This standard establishes the file specifications for digital talking books (DTBs) for blind, visually impaired, physically handicapped, or otherwise print-disabled readers. Its purpose is to ensure interoperability across service organizations and vendors providing content and playback systems to the target population.

This standard provides specifications applicable to all aspects of digital talking book production and rendering, including authoring tools for DTBs, hardware- or software-based playback devices, and compliance-testing software.

Contents

1.2 Definitions

The following acronyms and terms are used in this standard as defined below. In the following definitions and throughout the standard, bracketed items correspond to entries in section 17, "References to Other Specifications/Documents," where the full URL is provided for each reference.

Accessible: With respect to implementations, accessible refers to the design and functionality of the playback system where all features are usable by the target population.
CSS: Cascading Style Sheets [CSS] is a mechanism for adding style (e.g. fonts, colors, spacing, formatting) to HTML or XML documents.
DRM: Digital Rights Management is a system of tools and processes that protect intellectual property when it is encoded and distributed in digital form.
DTB: The Digital Talking Book content data set that complies with the specifications in this standard.
DTD: The Document Type Definition file contains machine-readable rules that define allowable XML markup for a particular application.
DTBook3: DTBook3 is a unique DTD file (dtbook3.dtd) that defines the XML markup for the text content of a DTB.
Fragment Identifier: A means to address a named place in a document. For reference within the current document, the reference part is to a named target, and begins with "#".See URI for addressing into another document.
Global navigation: Efficient movement to user-selected portions of a document, with that movement enabled by the NCX. Navigation targets may be headings representing the hierarchical structure of the document or specific points such as pages, notes, sidebars, etc.
Guide: A component of the Package File, the Guide lists the key structural features of a DTB, such as the table of contents, introduction, bibliography, etc. to enable playback devices to provide convenient access to them.
IMPLIED: When used in definitions of attributes, means the attribute is optional, as opposed to REQUIRED.
Informative: An explanatory part of this standard.
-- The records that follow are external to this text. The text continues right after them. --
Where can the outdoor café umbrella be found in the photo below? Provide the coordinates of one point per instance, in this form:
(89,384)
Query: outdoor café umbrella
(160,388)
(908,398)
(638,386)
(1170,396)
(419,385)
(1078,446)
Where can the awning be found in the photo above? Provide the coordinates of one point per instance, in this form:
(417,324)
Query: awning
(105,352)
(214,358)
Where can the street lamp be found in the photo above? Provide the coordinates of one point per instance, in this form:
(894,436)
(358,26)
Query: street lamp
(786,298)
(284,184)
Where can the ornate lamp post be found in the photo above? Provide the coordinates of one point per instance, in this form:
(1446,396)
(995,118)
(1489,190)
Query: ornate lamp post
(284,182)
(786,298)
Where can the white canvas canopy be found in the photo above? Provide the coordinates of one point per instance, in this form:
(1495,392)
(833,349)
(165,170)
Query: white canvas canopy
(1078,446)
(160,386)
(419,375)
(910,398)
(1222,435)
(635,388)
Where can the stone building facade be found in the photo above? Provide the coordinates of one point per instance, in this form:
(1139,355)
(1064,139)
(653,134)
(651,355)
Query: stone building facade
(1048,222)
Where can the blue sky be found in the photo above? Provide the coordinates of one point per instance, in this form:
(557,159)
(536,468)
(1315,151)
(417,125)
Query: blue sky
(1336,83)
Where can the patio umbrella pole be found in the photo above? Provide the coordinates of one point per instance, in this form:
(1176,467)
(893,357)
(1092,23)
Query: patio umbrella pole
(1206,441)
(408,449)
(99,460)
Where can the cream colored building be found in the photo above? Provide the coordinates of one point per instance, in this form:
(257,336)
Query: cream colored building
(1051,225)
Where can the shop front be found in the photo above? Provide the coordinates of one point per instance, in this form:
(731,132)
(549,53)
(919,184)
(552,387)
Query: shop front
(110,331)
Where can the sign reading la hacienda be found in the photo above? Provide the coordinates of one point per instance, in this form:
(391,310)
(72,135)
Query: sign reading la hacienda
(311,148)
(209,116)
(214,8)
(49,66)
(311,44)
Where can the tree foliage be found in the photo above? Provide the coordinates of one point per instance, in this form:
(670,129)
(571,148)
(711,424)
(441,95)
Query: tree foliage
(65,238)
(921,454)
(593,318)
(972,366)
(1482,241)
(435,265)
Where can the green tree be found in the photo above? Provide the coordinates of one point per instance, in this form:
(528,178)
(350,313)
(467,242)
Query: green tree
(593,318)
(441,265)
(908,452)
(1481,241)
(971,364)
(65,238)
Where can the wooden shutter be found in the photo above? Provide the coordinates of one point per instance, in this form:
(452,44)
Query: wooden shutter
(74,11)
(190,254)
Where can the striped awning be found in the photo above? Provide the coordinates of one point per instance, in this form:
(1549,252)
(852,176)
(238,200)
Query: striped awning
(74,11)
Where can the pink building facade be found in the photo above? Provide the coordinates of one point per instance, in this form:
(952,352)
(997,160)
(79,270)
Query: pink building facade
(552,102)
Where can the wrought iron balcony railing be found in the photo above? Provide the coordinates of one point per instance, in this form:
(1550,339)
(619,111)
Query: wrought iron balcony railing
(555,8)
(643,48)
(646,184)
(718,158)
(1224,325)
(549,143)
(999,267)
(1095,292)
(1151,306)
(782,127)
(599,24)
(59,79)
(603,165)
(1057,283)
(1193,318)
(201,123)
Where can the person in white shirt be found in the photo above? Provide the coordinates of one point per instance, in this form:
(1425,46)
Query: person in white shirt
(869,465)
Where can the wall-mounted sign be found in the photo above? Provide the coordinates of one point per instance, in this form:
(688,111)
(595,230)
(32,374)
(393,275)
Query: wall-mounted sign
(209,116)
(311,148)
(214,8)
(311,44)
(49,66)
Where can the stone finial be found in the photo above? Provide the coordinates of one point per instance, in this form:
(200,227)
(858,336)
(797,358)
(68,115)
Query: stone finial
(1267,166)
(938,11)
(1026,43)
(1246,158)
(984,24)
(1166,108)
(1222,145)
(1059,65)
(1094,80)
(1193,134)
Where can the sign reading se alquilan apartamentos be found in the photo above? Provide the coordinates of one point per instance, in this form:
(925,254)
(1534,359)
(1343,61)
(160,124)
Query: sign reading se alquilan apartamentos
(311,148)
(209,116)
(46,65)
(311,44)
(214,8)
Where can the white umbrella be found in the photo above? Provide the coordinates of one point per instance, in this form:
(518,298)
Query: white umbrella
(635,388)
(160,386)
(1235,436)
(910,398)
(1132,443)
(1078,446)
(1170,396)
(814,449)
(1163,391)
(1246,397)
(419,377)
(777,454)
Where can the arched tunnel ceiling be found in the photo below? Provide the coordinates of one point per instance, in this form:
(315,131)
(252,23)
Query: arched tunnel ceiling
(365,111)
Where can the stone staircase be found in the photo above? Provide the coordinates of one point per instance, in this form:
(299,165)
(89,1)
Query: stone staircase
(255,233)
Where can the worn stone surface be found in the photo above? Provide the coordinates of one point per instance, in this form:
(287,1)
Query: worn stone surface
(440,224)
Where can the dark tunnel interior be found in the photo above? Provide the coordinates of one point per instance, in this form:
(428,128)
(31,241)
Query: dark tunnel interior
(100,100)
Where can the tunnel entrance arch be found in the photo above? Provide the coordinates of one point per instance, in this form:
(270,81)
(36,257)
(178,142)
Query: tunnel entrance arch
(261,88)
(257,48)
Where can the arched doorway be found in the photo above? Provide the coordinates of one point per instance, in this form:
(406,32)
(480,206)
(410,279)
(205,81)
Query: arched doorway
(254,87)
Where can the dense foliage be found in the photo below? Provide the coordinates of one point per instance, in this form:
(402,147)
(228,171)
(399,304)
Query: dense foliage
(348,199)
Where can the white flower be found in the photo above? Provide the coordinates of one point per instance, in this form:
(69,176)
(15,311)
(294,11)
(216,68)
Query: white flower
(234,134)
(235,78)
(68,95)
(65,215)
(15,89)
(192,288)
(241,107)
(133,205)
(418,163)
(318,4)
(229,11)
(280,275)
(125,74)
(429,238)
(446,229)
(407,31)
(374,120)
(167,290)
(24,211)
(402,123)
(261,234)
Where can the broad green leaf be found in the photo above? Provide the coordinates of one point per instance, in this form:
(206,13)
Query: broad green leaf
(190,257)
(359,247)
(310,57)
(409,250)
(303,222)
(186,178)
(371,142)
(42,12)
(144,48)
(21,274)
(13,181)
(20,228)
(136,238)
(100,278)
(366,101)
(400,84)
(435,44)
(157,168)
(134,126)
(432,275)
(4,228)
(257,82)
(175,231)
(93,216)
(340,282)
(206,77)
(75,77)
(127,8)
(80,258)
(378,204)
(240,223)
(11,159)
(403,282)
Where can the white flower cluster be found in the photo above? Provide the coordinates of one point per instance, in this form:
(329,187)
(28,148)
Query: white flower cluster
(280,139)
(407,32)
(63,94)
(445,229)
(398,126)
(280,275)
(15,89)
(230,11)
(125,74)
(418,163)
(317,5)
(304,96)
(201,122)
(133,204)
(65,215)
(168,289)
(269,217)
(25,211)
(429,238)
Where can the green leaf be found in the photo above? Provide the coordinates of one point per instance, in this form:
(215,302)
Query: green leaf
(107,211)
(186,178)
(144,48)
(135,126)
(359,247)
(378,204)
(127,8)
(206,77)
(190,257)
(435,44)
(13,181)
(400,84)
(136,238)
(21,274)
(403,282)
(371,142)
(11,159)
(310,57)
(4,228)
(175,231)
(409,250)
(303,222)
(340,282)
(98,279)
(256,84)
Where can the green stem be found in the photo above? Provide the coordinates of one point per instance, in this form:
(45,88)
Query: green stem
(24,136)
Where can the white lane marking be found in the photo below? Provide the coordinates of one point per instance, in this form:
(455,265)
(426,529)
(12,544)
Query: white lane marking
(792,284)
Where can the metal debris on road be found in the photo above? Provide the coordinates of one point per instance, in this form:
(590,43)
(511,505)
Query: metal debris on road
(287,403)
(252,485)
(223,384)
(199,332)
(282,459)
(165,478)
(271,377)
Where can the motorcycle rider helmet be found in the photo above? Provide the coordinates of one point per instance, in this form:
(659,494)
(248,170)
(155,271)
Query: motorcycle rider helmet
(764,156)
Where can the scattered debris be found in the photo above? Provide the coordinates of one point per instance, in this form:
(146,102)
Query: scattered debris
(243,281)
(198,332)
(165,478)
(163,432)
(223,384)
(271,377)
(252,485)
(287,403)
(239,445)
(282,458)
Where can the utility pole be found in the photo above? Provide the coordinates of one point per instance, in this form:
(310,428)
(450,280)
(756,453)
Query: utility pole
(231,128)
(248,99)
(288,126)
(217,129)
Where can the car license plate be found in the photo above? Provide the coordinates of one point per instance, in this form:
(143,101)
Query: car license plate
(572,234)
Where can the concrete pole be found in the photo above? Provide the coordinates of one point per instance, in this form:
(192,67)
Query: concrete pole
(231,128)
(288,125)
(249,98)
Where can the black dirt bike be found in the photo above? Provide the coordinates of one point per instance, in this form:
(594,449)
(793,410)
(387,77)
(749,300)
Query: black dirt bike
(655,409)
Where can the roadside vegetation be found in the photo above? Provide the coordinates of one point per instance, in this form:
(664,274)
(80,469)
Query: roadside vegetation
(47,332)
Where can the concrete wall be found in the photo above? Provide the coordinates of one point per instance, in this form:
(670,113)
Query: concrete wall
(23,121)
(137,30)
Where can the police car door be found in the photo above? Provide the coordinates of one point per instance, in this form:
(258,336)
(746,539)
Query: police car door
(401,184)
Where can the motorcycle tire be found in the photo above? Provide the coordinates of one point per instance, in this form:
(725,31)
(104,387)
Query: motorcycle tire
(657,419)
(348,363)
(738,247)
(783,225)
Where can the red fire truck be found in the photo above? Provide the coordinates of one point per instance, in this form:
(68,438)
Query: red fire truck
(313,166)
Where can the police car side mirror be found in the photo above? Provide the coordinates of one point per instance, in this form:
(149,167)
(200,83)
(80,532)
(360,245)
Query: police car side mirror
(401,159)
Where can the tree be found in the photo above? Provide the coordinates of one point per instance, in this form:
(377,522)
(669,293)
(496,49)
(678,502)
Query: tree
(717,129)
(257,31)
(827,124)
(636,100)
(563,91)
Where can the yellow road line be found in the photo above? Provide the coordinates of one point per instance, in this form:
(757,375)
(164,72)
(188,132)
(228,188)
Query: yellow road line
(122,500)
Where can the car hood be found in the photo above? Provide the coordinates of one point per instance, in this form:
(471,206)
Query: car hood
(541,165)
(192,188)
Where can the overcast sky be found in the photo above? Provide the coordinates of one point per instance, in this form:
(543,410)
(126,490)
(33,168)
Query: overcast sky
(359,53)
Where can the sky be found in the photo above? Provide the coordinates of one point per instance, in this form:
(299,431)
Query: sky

Contrast with normative.
Local navigation: Movement within a document at a granularity finer than that provided by the NCX. For example, navigation by paragraph or sentence, or within a table or nested list. Precise local navigation is controlled by the text file; the granularity is limited by the degree to which the text file has been marked up. Time-based movement through a document (similar to fast-forward and rewind on an analog cassette) may also be implemented.
Manifest: A component of the Package File, the Manifest lists all files included in the DTB.
May: In this standard, the word "may" is to be interpreted as an optional feature that is not required but can be provided.
Must: In this standard, the word "must" is to be interpreted as a mandatory requirement on the content or implementation. The term "shall" has the same definition as "must".
Normative: A portion of the standard that supplies precise specifications rather than background or explanation. Contrast with informative. Notes within a normative section may be informative.
NCX: The Navigation Control file for XML applications (NCX) provides the reader efficient and flexible access to the hierarchical structure of a DTB as well as direct access to selected elements such as page numbers, notes, figures, etc.
OEBF (Open eBook Forum): An organization formed to create and maintain standards and promote the successful adoption of electronic books. The Open eBook Publication Structure Version 1.0.1 OEBPS provides a specification for representing the content of a book when it is converted from print to electronic form. This DTB standard utilizes a subset (the Package File) of that specification.
OPF: See "Package File."
Package File: The Open eBook Forum Package File (OPF) is an XML file conforming to the oebpkg1.dtd that contains administrative information about the DTB, the files that comprise it, and how these files interrelate.
Playback: With regard to implementations, playback refers to the methods used to render the DTB content. Playback may include audio, braille, large print, and synthetic speech as appropriate for the content and as supported by the playback system.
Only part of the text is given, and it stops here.